You never know which of the cast is going to turn up for a post performance Q&A so it was such a treat to get Dame Judi Dench, Ben Whishaw and Peter & Alice director Michael Grandage at the What's on Stage event. MG kicked off proceedings while the cast were getting out of costume:
How did Peter and Alice come about?
Met John Logan (who wrote Peter and Alice) while working at the Donmar. JL had wanted to write something for that space and Red arrived perfectly formed. MG said he and the writer had a common bond, had a good collaborative working relationship and good friendship. Logan had suggested Peter and Alice while Grandage was winding down as artistic director at the Donmar. He went to Dame Judi with whom he had worked before and she was enchanted by it. Then went to Ben and he liked it "So I got my first choices".
Will he throw his hat into the arena for Nicholas Hytner's job at the National Theatre?
"Flattered to think my name has been mentioned in relation to National Theatre" but doesn't want to run a building again as he's done it before and said there are plenty of talented people out there.
Cast arrive, Dame Judi is drinking champagne and Ben Whishaw red wine both seem relaxed laughing and joking throughout.
Why did you take the part?
BW said he was very moved by the story. He'd had no idea about the real story behind the famous children's story and was shocked by the tragedy of it. He had an emotional reaction to it.

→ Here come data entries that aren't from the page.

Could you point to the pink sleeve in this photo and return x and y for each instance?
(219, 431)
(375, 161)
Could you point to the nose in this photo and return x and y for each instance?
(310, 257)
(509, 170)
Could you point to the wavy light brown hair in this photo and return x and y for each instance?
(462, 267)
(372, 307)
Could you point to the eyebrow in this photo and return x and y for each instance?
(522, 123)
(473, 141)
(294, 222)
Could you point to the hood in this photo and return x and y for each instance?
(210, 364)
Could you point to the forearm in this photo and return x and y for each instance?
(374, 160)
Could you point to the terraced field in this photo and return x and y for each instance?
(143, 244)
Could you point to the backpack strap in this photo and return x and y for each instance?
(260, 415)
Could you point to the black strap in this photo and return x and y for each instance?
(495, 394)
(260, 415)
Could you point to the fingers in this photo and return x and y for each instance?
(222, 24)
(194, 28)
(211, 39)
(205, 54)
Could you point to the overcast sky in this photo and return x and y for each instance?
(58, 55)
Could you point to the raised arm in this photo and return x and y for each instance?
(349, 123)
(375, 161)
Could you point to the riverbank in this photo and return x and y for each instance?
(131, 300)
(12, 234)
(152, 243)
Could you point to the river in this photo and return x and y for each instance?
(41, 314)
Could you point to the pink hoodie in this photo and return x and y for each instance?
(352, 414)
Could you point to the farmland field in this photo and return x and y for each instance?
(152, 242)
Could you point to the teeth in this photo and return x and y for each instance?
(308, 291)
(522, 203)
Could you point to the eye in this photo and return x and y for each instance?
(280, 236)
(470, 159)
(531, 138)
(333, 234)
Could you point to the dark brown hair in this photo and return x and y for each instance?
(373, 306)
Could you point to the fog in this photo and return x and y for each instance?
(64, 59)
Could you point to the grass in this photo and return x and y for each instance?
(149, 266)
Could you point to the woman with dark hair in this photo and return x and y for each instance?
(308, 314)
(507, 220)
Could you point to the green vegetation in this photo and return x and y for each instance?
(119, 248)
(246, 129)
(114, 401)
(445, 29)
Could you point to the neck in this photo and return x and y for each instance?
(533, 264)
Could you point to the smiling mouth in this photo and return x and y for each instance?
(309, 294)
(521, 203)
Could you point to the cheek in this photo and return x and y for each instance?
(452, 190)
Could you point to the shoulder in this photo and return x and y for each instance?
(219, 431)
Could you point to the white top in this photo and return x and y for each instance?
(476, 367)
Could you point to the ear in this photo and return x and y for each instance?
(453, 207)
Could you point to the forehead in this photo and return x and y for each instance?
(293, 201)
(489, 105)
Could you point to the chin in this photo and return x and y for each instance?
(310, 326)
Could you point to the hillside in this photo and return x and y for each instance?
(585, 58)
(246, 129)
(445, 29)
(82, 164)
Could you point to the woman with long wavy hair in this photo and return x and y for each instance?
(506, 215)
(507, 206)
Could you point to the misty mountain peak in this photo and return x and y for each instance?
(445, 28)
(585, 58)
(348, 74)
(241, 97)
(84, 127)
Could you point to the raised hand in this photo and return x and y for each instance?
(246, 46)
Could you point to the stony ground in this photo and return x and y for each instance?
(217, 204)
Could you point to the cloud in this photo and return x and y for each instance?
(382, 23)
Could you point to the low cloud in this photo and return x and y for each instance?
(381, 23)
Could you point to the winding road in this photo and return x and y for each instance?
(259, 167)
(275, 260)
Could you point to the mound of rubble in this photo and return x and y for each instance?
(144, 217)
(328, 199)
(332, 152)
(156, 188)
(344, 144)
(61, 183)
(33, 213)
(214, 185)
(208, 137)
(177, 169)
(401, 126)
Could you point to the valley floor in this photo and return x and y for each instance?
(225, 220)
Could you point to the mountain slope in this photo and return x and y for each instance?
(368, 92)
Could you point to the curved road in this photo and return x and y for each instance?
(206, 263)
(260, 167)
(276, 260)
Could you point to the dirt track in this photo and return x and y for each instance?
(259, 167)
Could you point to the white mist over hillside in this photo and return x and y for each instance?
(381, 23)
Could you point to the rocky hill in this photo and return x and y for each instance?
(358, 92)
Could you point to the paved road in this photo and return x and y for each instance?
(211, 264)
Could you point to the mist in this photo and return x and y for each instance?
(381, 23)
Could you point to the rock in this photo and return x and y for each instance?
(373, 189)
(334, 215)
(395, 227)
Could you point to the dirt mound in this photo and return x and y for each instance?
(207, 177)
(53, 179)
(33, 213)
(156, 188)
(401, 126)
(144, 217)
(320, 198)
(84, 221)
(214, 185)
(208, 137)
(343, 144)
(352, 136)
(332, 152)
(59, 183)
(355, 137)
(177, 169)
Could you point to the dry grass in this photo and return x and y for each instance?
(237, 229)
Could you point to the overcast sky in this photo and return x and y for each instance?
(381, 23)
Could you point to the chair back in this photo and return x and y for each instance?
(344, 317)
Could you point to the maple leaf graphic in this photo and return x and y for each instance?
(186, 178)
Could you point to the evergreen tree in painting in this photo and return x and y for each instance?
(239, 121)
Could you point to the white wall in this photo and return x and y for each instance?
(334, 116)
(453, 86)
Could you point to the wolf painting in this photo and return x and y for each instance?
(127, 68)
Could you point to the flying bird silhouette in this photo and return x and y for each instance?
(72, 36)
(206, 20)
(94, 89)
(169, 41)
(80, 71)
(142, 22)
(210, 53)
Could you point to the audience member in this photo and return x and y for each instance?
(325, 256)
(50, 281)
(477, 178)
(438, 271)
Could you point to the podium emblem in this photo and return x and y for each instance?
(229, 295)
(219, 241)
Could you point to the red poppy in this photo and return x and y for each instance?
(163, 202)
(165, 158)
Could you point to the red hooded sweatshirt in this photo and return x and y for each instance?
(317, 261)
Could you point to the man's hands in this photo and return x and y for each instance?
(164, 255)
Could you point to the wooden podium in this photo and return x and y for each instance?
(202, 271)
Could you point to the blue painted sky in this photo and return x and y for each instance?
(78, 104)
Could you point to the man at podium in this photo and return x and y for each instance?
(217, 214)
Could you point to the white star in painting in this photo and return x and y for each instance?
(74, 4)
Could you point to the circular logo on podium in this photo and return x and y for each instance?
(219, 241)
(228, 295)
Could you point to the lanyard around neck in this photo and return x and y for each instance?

DJ "Michael Grandage read it to me and read it far too well and I said yes straight away." In 1960 she had been living in Eton Terrace and Sloane Square was her local tube so she remembered the death of Peter Llewelyn Davies [he jumped in front of a train at the station].
BW "You are given an enormous amount in the play". He also read Andrew Birkin's JM Barrie and The Lost Boys but didn't want to crowd his head with too much information. DJ Because of her deteriorating sight the large print script was just too big, looked like she was doing a play three times longer, so she learnt the play beforehand. She said that Michael Grandage makes it very clear in rehearsals and they didn't spend time sitting around talking about the play, they got up and moved around.
MG Said that the entire group pretty much turned up to rehearsals knowing their lines so he could start rehearsals straight away. "I love it when actors turn up knowing the play."
In the play you go from being quite upbeat and having fun to drama and tragedy - how do you keep that going night after night?
DJ "Well Ben has done Hamlet!" She went on to say it's a process of working out why you say what you say and why others say what they say, that you have to do your homework, know the play and know the course it takes. And then you have to make sure that you don't get there too soon.
She added that it is also down to how the audience react on any given night. MG added that while the play gets reviewed on one night the audience is being reviewed by the cast every night.
At the beginning of the evening's performance someone in the stalls had been violently coughing so how do the actors deal with that?
BW said that you do notice things and you meet the other actors eyes. He said one evening there was a woman flapping her programme vigorously and he'd started thinking 'what on earth is that woman doing' but then you have to bring yourself back into the character.
He went on to say that he thought it was his cigarette that his character smokes in the opening sequence that sets people off. 'As soon as people see someone smoking it automatically starts them coughing'. He suggested to MG that they get rid of the cigarette.
DJ was asked about the Helen Mirren drummers incident and responded "terrific". DJ herself has told someone off in one of the boxes for taking photos during Peter and Alice.